Just measurement results don't really serve as a decision maker, but this was already true in analogue ages: In measurement the direct drive turntables outperformed the belt drive, just in terms of sound within the higher grade class of turntables belt drive types outperformed their direct driven counterpart clearly.
In the case of CD players the situation seems to be quite similar, but there is one major difference: While turntables rotate with a constant velocity a CD player constantly adjusts the speed depending on the play time position for a constant data stream. Sometimes this fact is regarded as an argument against belt driven CD players, but the speed changes are slow and continuous and thus a belt drive can technically manage this challenge. Rapid changes in speed just happen during title skip. Naturally a belt driven, flywheel-type CD player reacts somewhat slower here. But sacrificing a higher level of musical enjoyment for faster track access times? This might be too disadvantageous a sacrifice.
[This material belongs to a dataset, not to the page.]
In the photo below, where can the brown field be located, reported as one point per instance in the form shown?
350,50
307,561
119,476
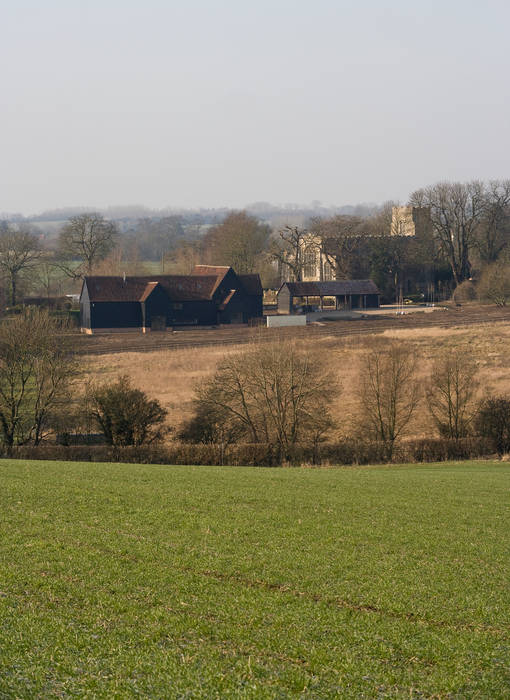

Belt Drive is More Than Just a Belt
1. Belt drive decouples the motor vibration from the CD
2. The CD turns on a precision bearing, analogue to a turntable bearing also regarding size.
3. A CD stabiliser removes vibrations and resonances from the CD and due to the inertia any rotation is quiet and smooth.
4. Quiet operation of the servo circuit instead of plenty small and harsh speed changes.
According to this short description it should be understandable that most mid and high frequency jitter won't ever happen.
Superlink & SPDIF Interfaces
For transmitting digital audio signals besides the established SPDIF-compatible interfaces (AES/EBU 110 Ohm, coaxial 75 Ohm and optical Toslink) there is the exceptional and consequent “Superlink”. Unlike SPDIF transmission the different digital audio signals are not merged to one single signal stream and decoded to separate signals again after being received by the DAC.
SPDIF surely makes sense from the commercial point of view, but Superlink is the solution without compromise, which requires 4 times of interconnection cables but skips any coding process. Left/right-clock, bit-clock, digital audio music data are transmistted from the CD-transport to the DAC while the master-clock is generated inside the DAC and sent to the CD-transport. The transmission is done with 4 x 75-Ohm BNC cables with impedance matching. Superlink results in a more intense link to the music, wider and more realistic sound-stage, more details and beautiful sound colours.
Power Supply
Any digital or analogue circuit has a sonic dependency on the power supply. Due to the fact that different power supplies have different influence on the music reproduction B.M.C.'s CD transport uses an advanced switching power supply, with active primary voltage filtering and separate transformers for display, motor, logic and audio circuitry on digital and analogue domain. Additionally there is complex voltage stabilisation separately in front of each functional group.